Keep this in mind as you consider adding QBIO to your growth portfolio. Share prices in biotech can move rapidly on release of a single piece of news. Shares you buy today at $2.00 could double in a matter of just days, perhaps even hours. QBIO deserves your immediate attention.
And, as you ponder the profit potential in QBIO, keep in mind that unlike conservative “steady growth” stocks that can take years to deliver big results, QBIO holds potential to deliver massive gains virtually overnight! An exaggeration perhaps, but we need to emphasize this point.
We urge you to take immediate steps to determine if Q Biomed, Inc. (QBIO) is a right addition to your growth portfolio. Even a few days’ delay could leave huge profits behind you. Take a look at their presentation today…
Download the QBIO Presentation Now
Learn More About QBIO at your brokerage today!

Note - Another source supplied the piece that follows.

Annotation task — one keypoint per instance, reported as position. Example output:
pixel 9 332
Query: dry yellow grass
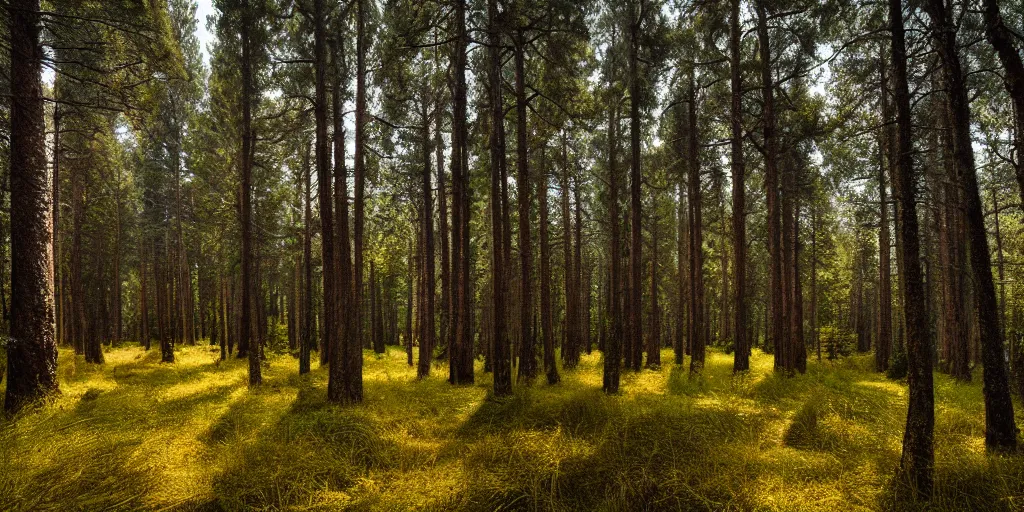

Legal Notice: This work is based on what we’ve learned as financial journalists. It may contain errors and you should not base investment decisions solely on what you read here. It’s your money and your responsibility. Nothing herein should be considered personalized investment advice. Although our employees may answer general customer service questions, they are not licensed to address your particular investment situation. Our track record is based on hypothetical results and may not reflect the same results as actual trades. Likewise, past performance is no guarantee of future returns. Don’t trade in these markets with money you can’t afford to lose. Investing in stock markets involves the risk of loss. Before investing you should consider carefully the risks involved, if you have any doubt as to suitability or the taxation implications, seek independent financial advice. StocksnTrade expressly forbids its writers from having a financial interest in their own securities or commodities recommendations to readers. Such recommendations may be traded, however, by other editors, StocksnTrade, its affiliated entities, employees, and agents, but only after waiting 24 hours after an internet broadcast.
(c) 2018 StocksnTrade. All Rights Reserved. Protected by copyright laws of the United States and treaties. This Newsletter may only be used pursuant to the subscription agreement. Any reproduction, copying, or redistribution, (electronic or otherwise) in whole or in part, is strictly prohibited without the express written permission of StocksnTrade. See site disclaimer for compensation.